How things work#2 - Designing a web server from scratch

Hello guys I'm back with part 2 from the series how things work, if you didn't already check out part 1 from here

To start things off we'll list some functional and non functional requirements from our server

Functional Requirements

Server should be able to accept connections
Server should be able to return the appropriate response
For the case of simplicity we'll return the process id of the process that responds to the request. That brings us to another question; How will we design the server?

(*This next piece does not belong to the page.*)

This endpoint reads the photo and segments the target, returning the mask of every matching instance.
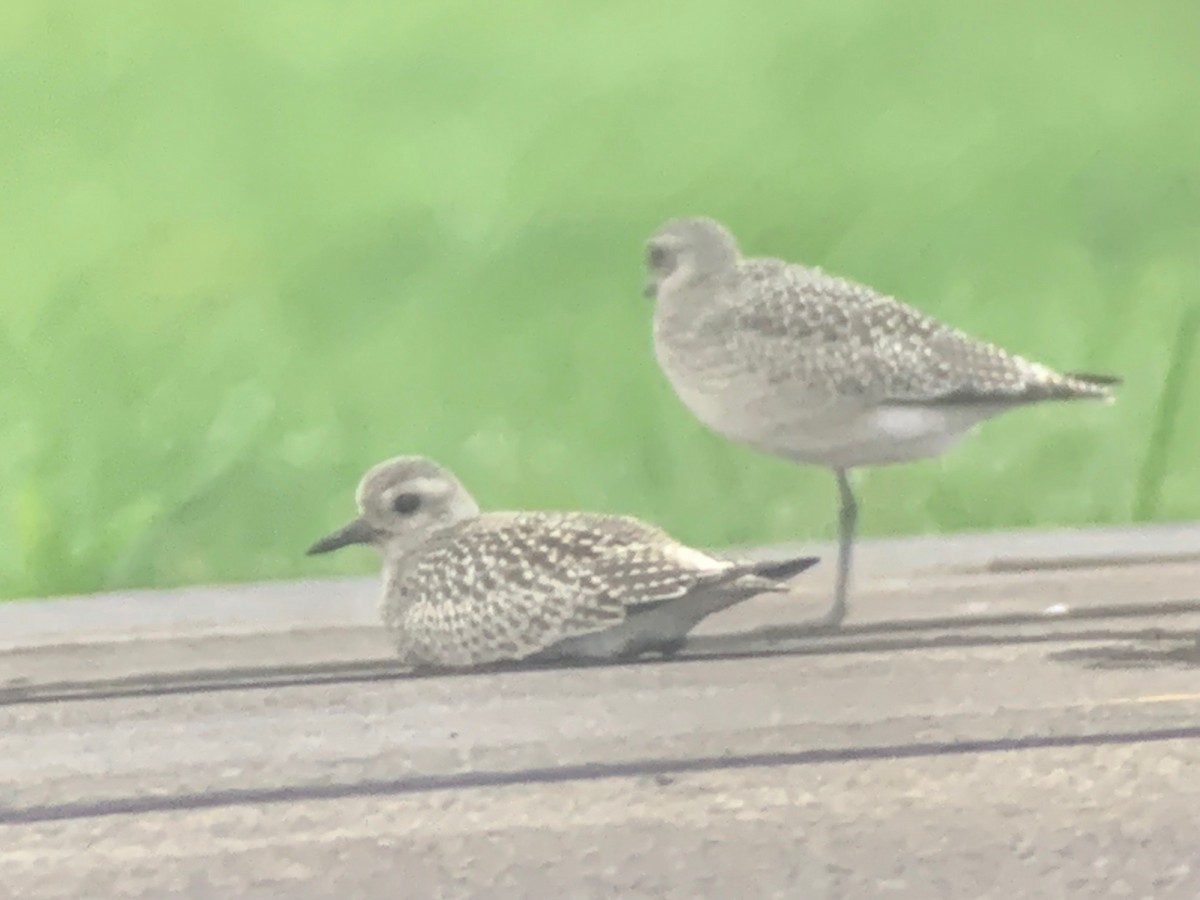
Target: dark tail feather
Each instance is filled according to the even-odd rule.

We'll use a hybrid approach (again I encourage you to check out the previous blog linked above to understand correctly what I'm about to do) A mix between the Reactor pattern and Pre-Forking. Nginx uses this approach in its web server. It allows it to scale to handle millions of concurrent connections

Non Functional Requirements

The server should be able to handle lots of connections with a fast response.

Creating the bare bones

Let's start off by creating the bare bones of our design. Let's create a file named server.rb which will have all our main server logic inside

The Preforking process is going to be before we dive in the reactor part, the workflow is as follows:

Main server process creates a listening socket.
Main server process forks a configurable number of child processes. [ here is where pre-forking actually happens]
Each child process accepts connections on the shared socket and handles them independently.
Main server process keeps an eye on the child processes.
The kernel actually load balances the incoming connections to the server socket across all the processes that listen on it. They inherit the file descriptors from the parent process hence they all have the same listening socket.
The main server won't accept any connections; the forked processes will.

class PreForking
  CRLF = "/n"
  def initialize(port = 3000)
    @socket = TCPServer.new(port)
  end
  def respond(message)
    @client.write(message)
    @client.write(CRLF)
  end

  def gets
    @client.gets(CRLF)
  end
⬇️

First we add a class called PreForking with a constructor that has a parameter port which is 3000 by default, Every new instance of this class will be a different server, Then 2 methods; respond which takes a message and writes it back to the client then writes the delimiter which is defined as CRLF, This is like telling the server when reading data where to stop reading so for example "I love pizza/nhelloworld" will be split into "I love pizza" and "hello world" because when we read we read streams of data so we need to have some agreed upon value (CRLF) to know where to stop. let's carry on

The ⬇️ at the end of each snippet indicates that the class or scope didn't finish yet; I think personally this approach is better than just adding a big chunk of code

  CONCURRENCY = 4
  def run
    child_pids = []

    CONCURRENCY.times do
      child_pids << spawn_child
    end

    trap(:INT) {
      child_pids.each do |cpid|
        begin
          Process.kill(:INT, cpid)
        rescue Errno::ESRCH
        end
      end

      exit
    }

    loop do
      pid = Process.wait
      $stderr.puts "Process #{pid} quit unexpectedly"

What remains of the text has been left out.